Le RN tisse des liens fragiles : quand l’extrême droite s’invite à l’art engagé.
Le fait principal
À partir du 23 septembre, la FORA Gallery à Paris dévoile « The Human Thread », une exposition collective qui met en lumière la richesse des savoirs culturels d’Asie centrale à travers le prisme de quatre artistes : Guzel Zakir, Huseyn Jalil, Serafim Dim et Altynai Osmo.
Ce qui s’est passé
Cette exposition, qui se tient jusqu’au 27 septembre, explore comment les pratiques artistiques servent de vecteurs pour la transmission et la transformation des savoirs culturels. Les œuvres présentées incluent des techniques de broderie, des traditions orales et des rituels ancrés dans la vie quotidienne, témoignant de la résilience culturelle face aux bouleversements politiques et sociaux.
Le contexte
En Asie centrale, les périodes de changement, qu’il s’agisse de déplacements de populations ou de cen, ont souvent mis à mal les institutions traditionnelles. Pourtant, les savoirs ont continué à circuler, non pas uniquement à travers des documents, mais par la pratique vivante et les interactions humaines. Cette exposition pose ainsi un regard critique sur les formes de savoir qui ont perduré malgré les tentatives d’effacement culturel.
Les chiffres à retenir
Cette exposition s’inscrit dans une série d’événements qui visent à faire découvrir les pratiques contemporaines des artistes du Caucase et d’Asie centrale, avec un écho à Genève du 1er au 7 octobre. Les œuvres, comme celles de Huseyn Jalil, qui utilise des pigments traditionnels, s’inscrivent dans un dialogue international sur la continuité culturelle.
Ce que cela révèle
« The Human Thread » ne se contente pas d’être une simple exposition d’art. Elle interroge également les discours institutionnels sur la culture et la mémoire. Les déclarations des autorités sur la valorisation de la diversité culturelle prennent un tout autre sens face à la réalité des pratiques vivantes, souvent ignorées par les politiques publiques.

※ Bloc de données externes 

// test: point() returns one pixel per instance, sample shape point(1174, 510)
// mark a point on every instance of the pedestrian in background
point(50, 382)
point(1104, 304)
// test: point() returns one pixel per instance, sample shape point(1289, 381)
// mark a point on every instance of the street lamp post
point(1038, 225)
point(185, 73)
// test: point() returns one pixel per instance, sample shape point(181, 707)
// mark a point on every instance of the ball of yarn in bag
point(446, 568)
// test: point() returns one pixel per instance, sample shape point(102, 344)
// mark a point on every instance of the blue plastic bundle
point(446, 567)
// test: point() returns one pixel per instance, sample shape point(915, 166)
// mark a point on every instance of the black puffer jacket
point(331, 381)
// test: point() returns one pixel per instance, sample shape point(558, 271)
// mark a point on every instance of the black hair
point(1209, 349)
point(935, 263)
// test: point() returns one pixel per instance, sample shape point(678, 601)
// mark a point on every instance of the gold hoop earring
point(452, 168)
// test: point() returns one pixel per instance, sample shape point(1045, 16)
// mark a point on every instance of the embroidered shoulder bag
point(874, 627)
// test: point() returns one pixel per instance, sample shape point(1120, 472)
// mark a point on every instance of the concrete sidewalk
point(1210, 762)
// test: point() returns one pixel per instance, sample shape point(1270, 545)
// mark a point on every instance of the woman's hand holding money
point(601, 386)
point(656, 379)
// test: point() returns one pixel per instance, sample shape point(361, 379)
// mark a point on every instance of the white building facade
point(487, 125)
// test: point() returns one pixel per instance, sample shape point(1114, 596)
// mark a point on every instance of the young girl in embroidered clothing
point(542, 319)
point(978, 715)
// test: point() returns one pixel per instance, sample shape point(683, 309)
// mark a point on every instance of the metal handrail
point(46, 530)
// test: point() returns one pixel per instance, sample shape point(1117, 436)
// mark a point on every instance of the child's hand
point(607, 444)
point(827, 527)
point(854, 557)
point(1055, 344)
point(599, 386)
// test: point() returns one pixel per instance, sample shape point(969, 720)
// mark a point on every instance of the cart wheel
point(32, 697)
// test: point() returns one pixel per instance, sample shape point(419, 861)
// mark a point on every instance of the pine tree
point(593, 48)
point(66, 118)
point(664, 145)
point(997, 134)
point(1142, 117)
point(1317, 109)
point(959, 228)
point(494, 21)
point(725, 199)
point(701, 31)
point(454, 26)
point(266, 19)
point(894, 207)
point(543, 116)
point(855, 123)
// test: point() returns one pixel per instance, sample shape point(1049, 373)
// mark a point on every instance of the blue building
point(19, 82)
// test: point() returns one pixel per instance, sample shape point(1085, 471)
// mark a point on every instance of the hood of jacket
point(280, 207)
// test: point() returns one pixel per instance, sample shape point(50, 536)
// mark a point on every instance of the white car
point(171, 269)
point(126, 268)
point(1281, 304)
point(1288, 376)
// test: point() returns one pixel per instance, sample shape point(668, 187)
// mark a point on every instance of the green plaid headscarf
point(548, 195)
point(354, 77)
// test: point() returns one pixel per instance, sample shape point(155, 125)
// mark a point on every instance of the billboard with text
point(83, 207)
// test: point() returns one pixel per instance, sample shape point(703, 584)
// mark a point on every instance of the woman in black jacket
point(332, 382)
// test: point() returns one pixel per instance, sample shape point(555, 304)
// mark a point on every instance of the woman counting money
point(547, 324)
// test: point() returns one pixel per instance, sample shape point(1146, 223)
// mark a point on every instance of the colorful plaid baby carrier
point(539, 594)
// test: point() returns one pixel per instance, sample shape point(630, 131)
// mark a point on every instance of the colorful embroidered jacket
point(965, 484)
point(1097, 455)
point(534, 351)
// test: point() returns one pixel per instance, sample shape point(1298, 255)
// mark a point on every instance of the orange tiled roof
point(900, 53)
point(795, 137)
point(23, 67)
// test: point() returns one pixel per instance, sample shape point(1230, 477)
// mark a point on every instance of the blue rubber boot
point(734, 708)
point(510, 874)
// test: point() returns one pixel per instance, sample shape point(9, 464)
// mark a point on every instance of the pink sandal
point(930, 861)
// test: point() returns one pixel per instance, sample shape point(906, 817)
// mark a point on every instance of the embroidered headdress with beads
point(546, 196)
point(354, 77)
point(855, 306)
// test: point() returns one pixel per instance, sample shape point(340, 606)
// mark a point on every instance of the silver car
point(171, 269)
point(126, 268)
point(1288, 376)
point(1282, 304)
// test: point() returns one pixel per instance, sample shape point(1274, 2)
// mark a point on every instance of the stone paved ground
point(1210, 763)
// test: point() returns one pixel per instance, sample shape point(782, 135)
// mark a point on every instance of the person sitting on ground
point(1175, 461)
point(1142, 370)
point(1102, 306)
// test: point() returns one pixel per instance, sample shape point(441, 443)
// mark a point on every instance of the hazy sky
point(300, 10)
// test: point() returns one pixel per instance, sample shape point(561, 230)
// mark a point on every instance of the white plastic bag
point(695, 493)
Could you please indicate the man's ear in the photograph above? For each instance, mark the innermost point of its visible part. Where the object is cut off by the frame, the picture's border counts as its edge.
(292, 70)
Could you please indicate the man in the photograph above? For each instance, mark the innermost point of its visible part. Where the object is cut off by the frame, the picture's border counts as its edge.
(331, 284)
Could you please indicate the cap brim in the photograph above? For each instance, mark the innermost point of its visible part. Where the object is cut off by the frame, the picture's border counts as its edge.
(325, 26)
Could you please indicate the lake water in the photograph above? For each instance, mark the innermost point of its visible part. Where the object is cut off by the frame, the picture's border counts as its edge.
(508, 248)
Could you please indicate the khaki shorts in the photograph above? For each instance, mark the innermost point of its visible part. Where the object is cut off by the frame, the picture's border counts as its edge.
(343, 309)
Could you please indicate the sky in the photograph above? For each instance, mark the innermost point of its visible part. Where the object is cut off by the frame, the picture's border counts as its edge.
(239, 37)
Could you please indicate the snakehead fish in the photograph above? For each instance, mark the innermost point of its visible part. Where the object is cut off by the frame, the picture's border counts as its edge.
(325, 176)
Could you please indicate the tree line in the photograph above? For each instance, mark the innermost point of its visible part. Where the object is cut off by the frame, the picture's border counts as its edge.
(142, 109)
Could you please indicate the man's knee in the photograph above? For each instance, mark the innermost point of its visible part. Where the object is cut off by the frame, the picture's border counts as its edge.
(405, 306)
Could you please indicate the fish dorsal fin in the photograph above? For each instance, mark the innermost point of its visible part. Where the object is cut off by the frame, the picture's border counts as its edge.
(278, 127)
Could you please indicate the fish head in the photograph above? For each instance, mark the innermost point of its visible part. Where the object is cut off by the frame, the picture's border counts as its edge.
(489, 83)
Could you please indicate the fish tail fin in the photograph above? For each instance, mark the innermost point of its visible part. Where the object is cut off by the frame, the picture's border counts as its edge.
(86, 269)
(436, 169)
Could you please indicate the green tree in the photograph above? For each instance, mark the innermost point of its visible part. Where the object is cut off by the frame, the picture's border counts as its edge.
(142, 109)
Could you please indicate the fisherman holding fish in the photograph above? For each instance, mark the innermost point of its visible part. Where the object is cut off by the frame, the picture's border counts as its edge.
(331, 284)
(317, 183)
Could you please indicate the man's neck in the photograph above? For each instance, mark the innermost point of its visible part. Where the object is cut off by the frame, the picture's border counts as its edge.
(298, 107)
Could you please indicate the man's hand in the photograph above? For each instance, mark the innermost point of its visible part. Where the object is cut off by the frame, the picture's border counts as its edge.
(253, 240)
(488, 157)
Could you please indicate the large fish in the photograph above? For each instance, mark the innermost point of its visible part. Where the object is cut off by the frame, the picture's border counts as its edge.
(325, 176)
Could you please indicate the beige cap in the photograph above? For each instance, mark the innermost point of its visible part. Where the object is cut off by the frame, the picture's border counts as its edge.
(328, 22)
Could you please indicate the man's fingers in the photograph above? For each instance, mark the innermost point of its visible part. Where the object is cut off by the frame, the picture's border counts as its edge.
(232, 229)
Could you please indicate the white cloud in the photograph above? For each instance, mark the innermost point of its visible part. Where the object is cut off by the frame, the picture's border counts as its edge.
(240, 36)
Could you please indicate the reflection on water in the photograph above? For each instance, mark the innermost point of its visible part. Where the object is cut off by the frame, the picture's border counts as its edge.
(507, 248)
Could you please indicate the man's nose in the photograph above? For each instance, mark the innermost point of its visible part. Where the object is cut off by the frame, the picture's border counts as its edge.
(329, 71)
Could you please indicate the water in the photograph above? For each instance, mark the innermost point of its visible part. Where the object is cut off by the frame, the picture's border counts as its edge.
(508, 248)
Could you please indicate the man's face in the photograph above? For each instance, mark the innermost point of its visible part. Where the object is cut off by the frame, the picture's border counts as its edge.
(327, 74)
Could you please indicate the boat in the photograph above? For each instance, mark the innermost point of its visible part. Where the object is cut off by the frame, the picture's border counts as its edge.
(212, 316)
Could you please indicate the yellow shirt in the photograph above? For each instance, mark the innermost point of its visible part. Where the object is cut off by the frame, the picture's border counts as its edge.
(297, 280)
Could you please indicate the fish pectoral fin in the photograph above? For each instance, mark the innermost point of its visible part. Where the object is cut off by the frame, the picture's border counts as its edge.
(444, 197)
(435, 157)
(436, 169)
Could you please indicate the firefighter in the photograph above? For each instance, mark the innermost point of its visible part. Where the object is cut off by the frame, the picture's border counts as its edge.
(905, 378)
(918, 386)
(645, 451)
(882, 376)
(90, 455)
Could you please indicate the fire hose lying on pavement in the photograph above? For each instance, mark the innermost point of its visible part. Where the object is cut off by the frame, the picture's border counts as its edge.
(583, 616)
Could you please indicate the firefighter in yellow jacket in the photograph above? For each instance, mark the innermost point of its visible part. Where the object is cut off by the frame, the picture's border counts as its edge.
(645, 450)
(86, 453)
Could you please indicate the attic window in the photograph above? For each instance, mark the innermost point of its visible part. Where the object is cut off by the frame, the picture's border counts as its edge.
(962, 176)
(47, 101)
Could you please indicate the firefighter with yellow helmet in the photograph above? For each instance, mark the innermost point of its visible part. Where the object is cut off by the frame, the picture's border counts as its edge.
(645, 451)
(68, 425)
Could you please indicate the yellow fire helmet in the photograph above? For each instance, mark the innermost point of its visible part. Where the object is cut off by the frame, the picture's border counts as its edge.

En somme, la galerie devient un espace de résistance face à l’oubli orchestré par des discours simplistes et réducteurs.
Ce qu’il faut retenir
Cette exposition à la FORA Gallery est un appel à reconnaître et à célébrer les savoirs culturels vivants qui, malgré les tempêtes politiques, continuent de tisser le fil de l’humanité. Une invitation à réévaluer ce que nous considérons comme patrimoine culturel et à réfléchir à la manière dont ces savoirs peuvent enrichir notre compréhension du monde contemporain.